Ukraine won the 2010 Khanty-Mansiysk Olympiad led by the prolific point-making of its team leader, Vassily Ivanchuk and board 4 Zahar Efimenko. The only other time it has won the Olympiad was in 2004 Calvia with a team composed of Vassily Ivanchuk, Ruslan Ponomariov, Andrei Volokitin, Alexander Moiseenko, Pavel Eljanov and Sergey Karjakin.

Ivanchuk is the consummate team player -- he is always available to play for his country. He has played twice (1988 and 1990) for the Soviet Union team before the breakup, and 10 times (unbroken) for Ukraine (nine times on top board) from 1992-2010. Neither does he screen opponents -- no matter how high or low the rating of the opponent Chuckie shows up to do battle.

He also played several outstanding games. For now I will show you this one.

Ivanchuk, Vassily (2754) -- Jobava, Baadur (2710) [B12]
39th Olympiad Men Khanty-Mansiysk RUS (7.1), 28.09.2010
REQUIRES JAVA





The other heavy-hitter for the Ukrainians is GM Zahar Efimenko, a former youth standout (he is now 25) whose rating is steadily going up. Mukachevo recently sponsored high-profile training matches for him against Nigel Short and former German Champion Arkadiy Naiditsch which he both lost 2.5-3.5.
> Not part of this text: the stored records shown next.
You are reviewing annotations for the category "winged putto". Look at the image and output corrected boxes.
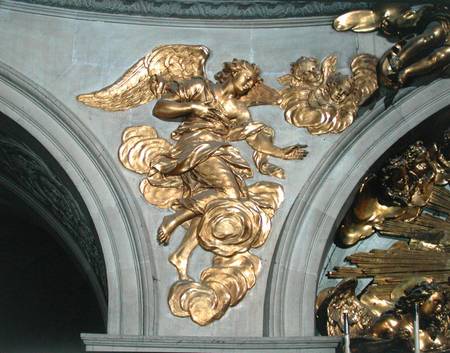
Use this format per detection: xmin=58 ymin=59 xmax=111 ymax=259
xmin=78 ymin=45 xmax=307 ymax=325
xmin=278 ymin=54 xmax=378 ymax=135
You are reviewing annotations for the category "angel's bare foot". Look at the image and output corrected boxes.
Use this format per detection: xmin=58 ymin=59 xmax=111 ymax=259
xmin=283 ymin=145 xmax=308 ymax=159
xmin=157 ymin=216 xmax=178 ymax=245
xmin=169 ymin=252 xmax=192 ymax=281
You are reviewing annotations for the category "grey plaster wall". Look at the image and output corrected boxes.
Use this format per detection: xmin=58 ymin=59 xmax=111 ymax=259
xmin=0 ymin=0 xmax=450 ymax=350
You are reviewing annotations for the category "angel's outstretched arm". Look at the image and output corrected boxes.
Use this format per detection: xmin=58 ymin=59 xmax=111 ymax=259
xmin=246 ymin=126 xmax=308 ymax=159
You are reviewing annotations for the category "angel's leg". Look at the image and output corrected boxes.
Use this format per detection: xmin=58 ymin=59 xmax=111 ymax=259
xmin=397 ymin=22 xmax=447 ymax=69
xmin=157 ymin=208 xmax=196 ymax=245
xmin=169 ymin=217 xmax=200 ymax=281
xmin=398 ymin=47 xmax=450 ymax=84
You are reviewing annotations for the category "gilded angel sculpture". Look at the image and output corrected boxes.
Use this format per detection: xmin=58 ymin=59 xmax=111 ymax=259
xmin=336 ymin=138 xmax=450 ymax=247
xmin=78 ymin=45 xmax=307 ymax=325
xmin=334 ymin=4 xmax=450 ymax=89
xmin=278 ymin=54 xmax=378 ymax=135
xmin=317 ymin=279 xmax=450 ymax=352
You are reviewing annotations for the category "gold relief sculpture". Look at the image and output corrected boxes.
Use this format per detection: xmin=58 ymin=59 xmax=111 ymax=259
xmin=336 ymin=137 xmax=450 ymax=247
xmin=278 ymin=54 xmax=378 ymax=135
xmin=317 ymin=279 xmax=450 ymax=353
xmin=316 ymin=130 xmax=450 ymax=353
xmin=78 ymin=45 xmax=307 ymax=325
xmin=334 ymin=4 xmax=450 ymax=89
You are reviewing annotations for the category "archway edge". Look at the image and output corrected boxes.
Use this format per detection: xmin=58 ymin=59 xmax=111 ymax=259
xmin=0 ymin=62 xmax=157 ymax=335
xmin=264 ymin=79 xmax=450 ymax=336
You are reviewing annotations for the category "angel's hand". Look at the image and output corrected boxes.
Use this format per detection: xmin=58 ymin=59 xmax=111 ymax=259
xmin=282 ymin=145 xmax=308 ymax=159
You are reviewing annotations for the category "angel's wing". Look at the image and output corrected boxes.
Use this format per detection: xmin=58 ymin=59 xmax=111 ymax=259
xmin=321 ymin=55 xmax=337 ymax=82
xmin=77 ymin=44 xmax=209 ymax=111
xmin=333 ymin=10 xmax=381 ymax=32
xmin=239 ymin=82 xmax=281 ymax=107
xmin=351 ymin=54 xmax=378 ymax=106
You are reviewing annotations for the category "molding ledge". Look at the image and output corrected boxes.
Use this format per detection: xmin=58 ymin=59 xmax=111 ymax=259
xmin=81 ymin=333 xmax=341 ymax=353
xmin=8 ymin=0 xmax=375 ymax=19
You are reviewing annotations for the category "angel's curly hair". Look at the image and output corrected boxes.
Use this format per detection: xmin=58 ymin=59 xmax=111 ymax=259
xmin=214 ymin=58 xmax=263 ymax=83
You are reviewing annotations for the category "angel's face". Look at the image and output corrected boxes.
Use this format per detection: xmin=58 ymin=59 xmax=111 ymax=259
xmin=232 ymin=70 xmax=258 ymax=96
xmin=292 ymin=58 xmax=321 ymax=83
xmin=420 ymin=291 xmax=445 ymax=317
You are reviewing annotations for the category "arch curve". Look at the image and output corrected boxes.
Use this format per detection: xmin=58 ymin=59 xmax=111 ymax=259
xmin=264 ymin=79 xmax=450 ymax=336
xmin=0 ymin=62 xmax=157 ymax=335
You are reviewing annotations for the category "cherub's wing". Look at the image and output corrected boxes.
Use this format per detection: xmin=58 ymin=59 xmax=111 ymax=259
xmin=321 ymin=54 xmax=337 ymax=82
xmin=239 ymin=82 xmax=281 ymax=107
xmin=333 ymin=10 xmax=381 ymax=32
xmin=77 ymin=44 xmax=209 ymax=111
xmin=351 ymin=54 xmax=378 ymax=106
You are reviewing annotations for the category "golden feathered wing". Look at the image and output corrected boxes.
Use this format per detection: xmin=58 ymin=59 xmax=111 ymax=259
xmin=77 ymin=44 xmax=209 ymax=111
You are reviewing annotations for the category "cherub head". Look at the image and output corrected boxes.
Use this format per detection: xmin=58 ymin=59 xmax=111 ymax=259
xmin=214 ymin=59 xmax=262 ymax=97
xmin=394 ymin=281 xmax=449 ymax=319
xmin=291 ymin=56 xmax=322 ymax=84
xmin=327 ymin=72 xmax=353 ymax=104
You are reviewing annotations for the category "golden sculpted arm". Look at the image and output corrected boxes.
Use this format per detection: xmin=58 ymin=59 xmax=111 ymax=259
xmin=334 ymin=4 xmax=450 ymax=89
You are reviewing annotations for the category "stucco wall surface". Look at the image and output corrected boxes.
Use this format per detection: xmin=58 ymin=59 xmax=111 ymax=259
xmin=0 ymin=2 xmax=449 ymax=350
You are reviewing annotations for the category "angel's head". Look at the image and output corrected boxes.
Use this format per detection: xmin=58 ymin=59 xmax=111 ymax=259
xmin=291 ymin=56 xmax=322 ymax=84
xmin=327 ymin=72 xmax=353 ymax=104
xmin=214 ymin=59 xmax=262 ymax=96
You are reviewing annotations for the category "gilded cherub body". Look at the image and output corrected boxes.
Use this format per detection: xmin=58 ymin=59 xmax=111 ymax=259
xmin=334 ymin=4 xmax=450 ymax=88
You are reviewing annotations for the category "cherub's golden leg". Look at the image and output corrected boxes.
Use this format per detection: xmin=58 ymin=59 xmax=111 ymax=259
xmin=398 ymin=47 xmax=450 ymax=84
xmin=157 ymin=209 xmax=196 ymax=245
xmin=169 ymin=217 xmax=200 ymax=281
xmin=394 ymin=23 xmax=447 ymax=69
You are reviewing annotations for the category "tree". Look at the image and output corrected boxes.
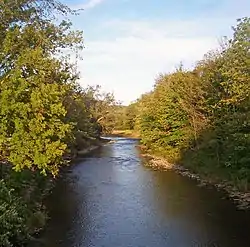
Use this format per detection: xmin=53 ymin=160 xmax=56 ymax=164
xmin=0 ymin=0 xmax=82 ymax=175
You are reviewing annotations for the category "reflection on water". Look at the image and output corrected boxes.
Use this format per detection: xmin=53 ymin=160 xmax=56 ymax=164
xmin=38 ymin=138 xmax=250 ymax=247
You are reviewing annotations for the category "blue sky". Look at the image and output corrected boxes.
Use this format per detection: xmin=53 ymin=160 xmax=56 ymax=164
xmin=62 ymin=0 xmax=250 ymax=104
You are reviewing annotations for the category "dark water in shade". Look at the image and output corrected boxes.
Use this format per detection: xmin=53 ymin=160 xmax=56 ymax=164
xmin=39 ymin=138 xmax=250 ymax=247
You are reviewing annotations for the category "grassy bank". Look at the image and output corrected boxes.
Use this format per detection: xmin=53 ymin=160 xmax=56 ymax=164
xmin=141 ymin=146 xmax=250 ymax=209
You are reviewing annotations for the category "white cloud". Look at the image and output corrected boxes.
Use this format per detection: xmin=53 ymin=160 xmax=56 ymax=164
xmin=79 ymin=21 xmax=221 ymax=104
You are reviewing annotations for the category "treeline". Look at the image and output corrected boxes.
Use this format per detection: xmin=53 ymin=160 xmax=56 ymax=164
xmin=0 ymin=0 xmax=115 ymax=247
xmin=119 ymin=18 xmax=250 ymax=190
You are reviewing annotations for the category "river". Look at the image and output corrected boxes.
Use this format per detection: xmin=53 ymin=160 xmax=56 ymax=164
xmin=39 ymin=138 xmax=250 ymax=247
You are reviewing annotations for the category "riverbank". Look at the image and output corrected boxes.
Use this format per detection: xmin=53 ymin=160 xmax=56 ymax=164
xmin=109 ymin=130 xmax=140 ymax=138
xmin=140 ymin=151 xmax=250 ymax=209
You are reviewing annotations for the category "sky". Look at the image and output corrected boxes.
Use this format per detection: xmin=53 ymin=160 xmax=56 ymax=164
xmin=62 ymin=0 xmax=250 ymax=105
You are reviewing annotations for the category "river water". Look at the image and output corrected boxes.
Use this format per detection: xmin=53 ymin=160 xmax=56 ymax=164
xmin=40 ymin=138 xmax=250 ymax=247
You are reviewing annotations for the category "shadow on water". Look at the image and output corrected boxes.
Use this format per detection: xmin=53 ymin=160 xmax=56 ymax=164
xmin=37 ymin=138 xmax=250 ymax=247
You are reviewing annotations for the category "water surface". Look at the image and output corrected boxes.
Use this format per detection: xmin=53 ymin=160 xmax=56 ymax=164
xmin=40 ymin=138 xmax=250 ymax=247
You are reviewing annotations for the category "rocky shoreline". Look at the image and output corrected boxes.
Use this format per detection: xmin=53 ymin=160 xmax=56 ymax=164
xmin=142 ymin=154 xmax=250 ymax=210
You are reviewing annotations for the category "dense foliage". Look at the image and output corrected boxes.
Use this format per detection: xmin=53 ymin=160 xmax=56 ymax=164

Efimenko, Zahar (2683) -- Stojanovic, Dalibor (2496) [C77]
39th Olympiad Men Khanty-Mansiysk RUS (5.5), 25.09.2010
REQUIRES JAVA





For a tournament run on match-points the likelihood of many teams sharing the same spotlight is to use total game points. Here is Khanty-Mansiysk there was a new tie-break rule the logic of which I have difficulty understanding:

If "Tiebreak 1" (match points) is equal, then "tiebreak 2" will decide. Tiebreak 2 is the match points of your opponents multiplied with the result versus them (i.e. opponent A has 10 match points and the match was a 2-2, then it is 10 * 2 = 20). Additionally the weakest result of a team getting deleted.

Did you understand that? I am a bit of a cynic, but it is my belief that this rule was instituted to make computations for tie-break results almost impossible to ascertain before the games start, and this discourages collusion.